India needs to keep its efforts on to retain ODF status

When Swachh Bharat Mission began in 2014, government agencies and local governments had a humongous task of achieving ODF status. Only a little over 38 percent people had access to toilets and in 2020, it has touched the 100 percent mark. Now, the nation has a big task of retaining this status

India has built over 100 million household toilets since the inception of the Swachh Bharat Mission. This is no small feat. The mission made the toilets an important topic of discussions in intellectual discourse in the last few years. Access to toilets is not just linked to sanitation but its availability ensures dignity, livability, and a healthy environment. On the contrary, open defecation is linked with poverty, malnutrition, and health issues.
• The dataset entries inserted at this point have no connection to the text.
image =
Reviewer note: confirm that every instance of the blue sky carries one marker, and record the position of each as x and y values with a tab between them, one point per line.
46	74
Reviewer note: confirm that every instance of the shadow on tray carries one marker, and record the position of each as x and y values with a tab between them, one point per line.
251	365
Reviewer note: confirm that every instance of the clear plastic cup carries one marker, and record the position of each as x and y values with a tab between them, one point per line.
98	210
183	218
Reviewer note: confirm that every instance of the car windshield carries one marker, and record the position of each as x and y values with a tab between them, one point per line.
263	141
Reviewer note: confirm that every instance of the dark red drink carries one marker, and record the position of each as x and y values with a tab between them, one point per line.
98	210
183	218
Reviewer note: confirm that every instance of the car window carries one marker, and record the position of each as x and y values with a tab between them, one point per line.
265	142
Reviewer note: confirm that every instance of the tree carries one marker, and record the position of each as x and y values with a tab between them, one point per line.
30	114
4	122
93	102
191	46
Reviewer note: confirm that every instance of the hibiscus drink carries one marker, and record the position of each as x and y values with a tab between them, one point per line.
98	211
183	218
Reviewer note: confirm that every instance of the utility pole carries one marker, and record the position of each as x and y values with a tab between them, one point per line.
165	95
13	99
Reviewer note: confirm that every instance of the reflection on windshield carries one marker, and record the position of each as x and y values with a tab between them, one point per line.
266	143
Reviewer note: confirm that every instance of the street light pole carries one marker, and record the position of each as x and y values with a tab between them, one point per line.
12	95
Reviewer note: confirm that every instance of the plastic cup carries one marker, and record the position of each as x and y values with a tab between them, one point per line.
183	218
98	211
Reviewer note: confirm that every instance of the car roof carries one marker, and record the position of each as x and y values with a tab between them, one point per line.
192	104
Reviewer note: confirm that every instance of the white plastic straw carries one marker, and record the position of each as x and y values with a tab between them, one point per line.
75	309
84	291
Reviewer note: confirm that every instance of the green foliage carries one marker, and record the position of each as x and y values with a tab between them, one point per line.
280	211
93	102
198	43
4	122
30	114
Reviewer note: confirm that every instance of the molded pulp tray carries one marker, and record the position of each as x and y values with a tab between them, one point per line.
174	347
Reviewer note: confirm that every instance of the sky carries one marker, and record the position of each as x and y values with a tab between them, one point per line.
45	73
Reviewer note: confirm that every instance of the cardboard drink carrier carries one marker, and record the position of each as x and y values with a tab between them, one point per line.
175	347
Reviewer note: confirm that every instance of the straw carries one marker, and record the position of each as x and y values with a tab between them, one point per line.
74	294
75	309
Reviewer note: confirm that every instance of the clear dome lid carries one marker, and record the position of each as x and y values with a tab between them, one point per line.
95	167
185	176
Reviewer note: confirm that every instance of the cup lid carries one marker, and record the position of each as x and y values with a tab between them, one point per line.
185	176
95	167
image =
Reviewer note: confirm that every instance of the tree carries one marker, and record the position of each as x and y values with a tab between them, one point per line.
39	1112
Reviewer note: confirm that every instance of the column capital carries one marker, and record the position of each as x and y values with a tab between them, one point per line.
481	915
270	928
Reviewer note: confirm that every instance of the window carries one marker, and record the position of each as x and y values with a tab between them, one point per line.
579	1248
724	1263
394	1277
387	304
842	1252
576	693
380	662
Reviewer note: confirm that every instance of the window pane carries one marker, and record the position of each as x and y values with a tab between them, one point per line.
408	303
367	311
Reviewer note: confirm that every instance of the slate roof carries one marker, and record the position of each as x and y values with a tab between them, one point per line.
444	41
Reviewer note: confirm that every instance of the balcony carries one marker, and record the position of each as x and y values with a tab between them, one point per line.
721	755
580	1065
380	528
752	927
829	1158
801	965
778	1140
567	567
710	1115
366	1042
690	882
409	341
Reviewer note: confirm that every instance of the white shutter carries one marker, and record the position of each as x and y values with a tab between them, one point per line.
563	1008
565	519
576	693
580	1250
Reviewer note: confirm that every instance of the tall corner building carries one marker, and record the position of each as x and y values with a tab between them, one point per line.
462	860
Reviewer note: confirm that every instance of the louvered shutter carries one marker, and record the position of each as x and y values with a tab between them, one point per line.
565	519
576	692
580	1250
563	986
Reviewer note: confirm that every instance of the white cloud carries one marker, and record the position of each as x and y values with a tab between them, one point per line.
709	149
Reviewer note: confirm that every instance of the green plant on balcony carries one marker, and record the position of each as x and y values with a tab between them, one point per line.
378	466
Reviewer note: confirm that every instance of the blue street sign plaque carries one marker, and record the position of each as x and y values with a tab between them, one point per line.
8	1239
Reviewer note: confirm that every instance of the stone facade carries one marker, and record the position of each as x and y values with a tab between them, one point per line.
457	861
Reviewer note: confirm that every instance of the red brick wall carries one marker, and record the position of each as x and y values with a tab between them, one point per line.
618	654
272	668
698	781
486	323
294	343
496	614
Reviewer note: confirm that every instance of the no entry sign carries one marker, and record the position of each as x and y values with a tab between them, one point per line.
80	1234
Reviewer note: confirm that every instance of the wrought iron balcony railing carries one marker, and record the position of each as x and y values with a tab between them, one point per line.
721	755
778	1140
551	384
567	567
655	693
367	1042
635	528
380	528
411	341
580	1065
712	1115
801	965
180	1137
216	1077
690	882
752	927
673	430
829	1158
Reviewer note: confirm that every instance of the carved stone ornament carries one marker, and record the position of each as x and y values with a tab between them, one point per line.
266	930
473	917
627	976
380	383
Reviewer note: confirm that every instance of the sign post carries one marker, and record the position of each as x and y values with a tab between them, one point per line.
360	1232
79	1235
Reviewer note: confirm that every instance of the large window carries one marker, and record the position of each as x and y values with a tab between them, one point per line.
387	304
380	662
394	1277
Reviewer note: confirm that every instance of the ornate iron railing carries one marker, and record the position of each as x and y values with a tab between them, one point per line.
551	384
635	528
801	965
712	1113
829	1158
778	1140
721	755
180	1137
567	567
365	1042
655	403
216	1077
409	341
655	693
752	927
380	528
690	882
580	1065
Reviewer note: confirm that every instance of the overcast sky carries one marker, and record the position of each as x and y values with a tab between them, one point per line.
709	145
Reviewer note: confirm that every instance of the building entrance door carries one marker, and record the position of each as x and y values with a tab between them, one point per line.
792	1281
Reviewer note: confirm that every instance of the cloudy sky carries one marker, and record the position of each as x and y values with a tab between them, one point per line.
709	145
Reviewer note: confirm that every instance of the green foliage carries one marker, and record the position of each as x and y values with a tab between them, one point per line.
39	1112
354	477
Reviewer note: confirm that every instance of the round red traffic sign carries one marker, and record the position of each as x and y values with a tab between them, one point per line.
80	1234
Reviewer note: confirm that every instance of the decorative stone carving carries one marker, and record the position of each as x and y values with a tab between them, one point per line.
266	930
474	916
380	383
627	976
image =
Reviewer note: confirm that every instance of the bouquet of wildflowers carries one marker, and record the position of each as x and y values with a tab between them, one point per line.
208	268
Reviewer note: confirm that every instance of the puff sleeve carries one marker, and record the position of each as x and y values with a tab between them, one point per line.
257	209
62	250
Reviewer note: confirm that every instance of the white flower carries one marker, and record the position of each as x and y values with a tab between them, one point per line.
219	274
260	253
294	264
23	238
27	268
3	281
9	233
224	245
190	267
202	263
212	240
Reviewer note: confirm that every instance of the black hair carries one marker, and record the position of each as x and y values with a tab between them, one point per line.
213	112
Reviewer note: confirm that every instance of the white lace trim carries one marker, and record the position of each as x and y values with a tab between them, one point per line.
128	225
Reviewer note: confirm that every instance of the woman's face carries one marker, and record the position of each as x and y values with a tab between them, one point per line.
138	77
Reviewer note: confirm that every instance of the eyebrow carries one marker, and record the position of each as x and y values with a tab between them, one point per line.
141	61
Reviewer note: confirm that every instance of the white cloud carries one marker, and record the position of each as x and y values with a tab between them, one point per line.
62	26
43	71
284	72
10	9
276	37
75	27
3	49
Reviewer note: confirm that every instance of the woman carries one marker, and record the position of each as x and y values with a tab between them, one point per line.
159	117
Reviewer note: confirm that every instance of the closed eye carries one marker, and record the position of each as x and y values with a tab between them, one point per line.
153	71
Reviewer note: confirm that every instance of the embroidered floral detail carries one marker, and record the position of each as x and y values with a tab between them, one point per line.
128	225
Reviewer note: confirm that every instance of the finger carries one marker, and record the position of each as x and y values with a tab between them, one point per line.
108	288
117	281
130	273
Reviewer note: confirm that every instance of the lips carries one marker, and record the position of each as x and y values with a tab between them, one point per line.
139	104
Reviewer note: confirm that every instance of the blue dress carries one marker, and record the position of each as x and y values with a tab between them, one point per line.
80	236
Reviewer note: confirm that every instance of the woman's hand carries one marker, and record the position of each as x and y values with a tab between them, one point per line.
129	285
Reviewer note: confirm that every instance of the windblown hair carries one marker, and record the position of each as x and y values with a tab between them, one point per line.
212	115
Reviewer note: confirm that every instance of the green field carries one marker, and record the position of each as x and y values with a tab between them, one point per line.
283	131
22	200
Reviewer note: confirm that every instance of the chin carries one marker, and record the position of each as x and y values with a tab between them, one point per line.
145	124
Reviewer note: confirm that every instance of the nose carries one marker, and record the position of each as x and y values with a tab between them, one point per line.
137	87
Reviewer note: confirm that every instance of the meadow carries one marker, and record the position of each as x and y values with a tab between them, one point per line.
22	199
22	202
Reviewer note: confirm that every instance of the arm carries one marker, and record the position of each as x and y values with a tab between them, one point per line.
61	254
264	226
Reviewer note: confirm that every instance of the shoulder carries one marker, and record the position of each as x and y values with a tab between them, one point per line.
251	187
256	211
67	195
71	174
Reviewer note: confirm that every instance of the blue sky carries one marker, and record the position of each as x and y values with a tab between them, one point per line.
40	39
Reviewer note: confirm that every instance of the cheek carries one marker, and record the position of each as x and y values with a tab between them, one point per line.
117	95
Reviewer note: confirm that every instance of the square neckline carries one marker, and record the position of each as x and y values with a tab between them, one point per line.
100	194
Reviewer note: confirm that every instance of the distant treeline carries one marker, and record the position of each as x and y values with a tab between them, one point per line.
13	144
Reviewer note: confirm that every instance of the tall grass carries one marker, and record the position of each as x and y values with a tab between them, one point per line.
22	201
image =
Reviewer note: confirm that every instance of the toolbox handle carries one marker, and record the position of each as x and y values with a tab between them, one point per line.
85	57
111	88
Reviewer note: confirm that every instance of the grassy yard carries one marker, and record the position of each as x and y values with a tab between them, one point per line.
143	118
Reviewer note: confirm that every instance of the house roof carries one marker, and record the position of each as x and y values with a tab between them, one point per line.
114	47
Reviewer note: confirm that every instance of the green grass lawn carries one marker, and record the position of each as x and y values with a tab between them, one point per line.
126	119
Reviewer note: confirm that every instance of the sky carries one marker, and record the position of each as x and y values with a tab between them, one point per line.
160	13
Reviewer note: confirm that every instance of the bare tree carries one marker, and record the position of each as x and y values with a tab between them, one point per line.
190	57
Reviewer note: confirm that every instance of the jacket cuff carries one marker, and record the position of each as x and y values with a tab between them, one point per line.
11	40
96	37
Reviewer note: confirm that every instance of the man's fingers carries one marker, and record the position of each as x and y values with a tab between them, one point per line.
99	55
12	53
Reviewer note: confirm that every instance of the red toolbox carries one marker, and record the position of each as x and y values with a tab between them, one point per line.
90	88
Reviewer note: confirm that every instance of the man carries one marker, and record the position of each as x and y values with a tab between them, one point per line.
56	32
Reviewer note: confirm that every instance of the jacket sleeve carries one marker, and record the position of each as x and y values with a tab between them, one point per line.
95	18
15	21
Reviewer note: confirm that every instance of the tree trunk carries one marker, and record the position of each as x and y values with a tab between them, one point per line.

According to the World Health Organisation factsheet 2012, 626 million people practised open defecation in India. This accounted for 90 per cent of the 692 million people in South Asia who practised open defecation and 59 per cent of the 1.1 billion people in the world who practise open defecation lived in India. This was a matter of shame for a country that was fledging its muscles to become a global economic power.
The elimination of open defecation was recognized as a top priority for improving the health, nutrition, and productivity of developing country populations and is explicitly mentioned in SDG target 6.2. Though the United Nations had set the target for 2030 to eliminate open defecation, India has achieved the target 10 years early.
Making India clean was one of the prime objectives of the current government when it came to power in 2014 and this resulted in the launch of the Swachh Bharat Mission. It became a mission for every Indian in the following years and people supported this wholeheartedly. The government did whatever was required to provide toilets to one and all. The government built public and community toilets and also provided financial assistance for building toilets in every household. The initiative resulted in the construction of 10 crore or 100 million toilets and making all the villages Open Defecation Free.
99 per cent of Indian cities have also become ODF; the review of the ODF status of municipalities in West Bengal is pending as per the information from the Ministry of Housing and Urban Affairs and when this is done, Indian cities will also be 100 per cent ODF.

Challenges ahead

The nation has ensured accessibility of toilets for all, now it is the time to ensure that the mission does not stop here. The government agencies should keep running their IEC campaigns so that people do not abandon toilets again. The consistency of communication with the citizens is of paramount importance. The efforts for raising public awareness about operating and maintaining on-site sanitation systems, not just about constructing them are also required. Another challenge is faecal sludge management which needs adequate attention, especially in rural areas.
The nation should raise its sanitation standards and that should also be visible in public toilets. The agencies responsible for the upkeep and management of public toilets should lead by example. We have seen the introduction of many technologies that had a provision of auto cleaning of public toilets, registering reviews from end-users, etc. Such technologies and innovation in the sector should be encouraged further.
And, this cannot be done if the government spending on this mission is curtailed after the celebration of achievements. The mission must go on and touch new heights.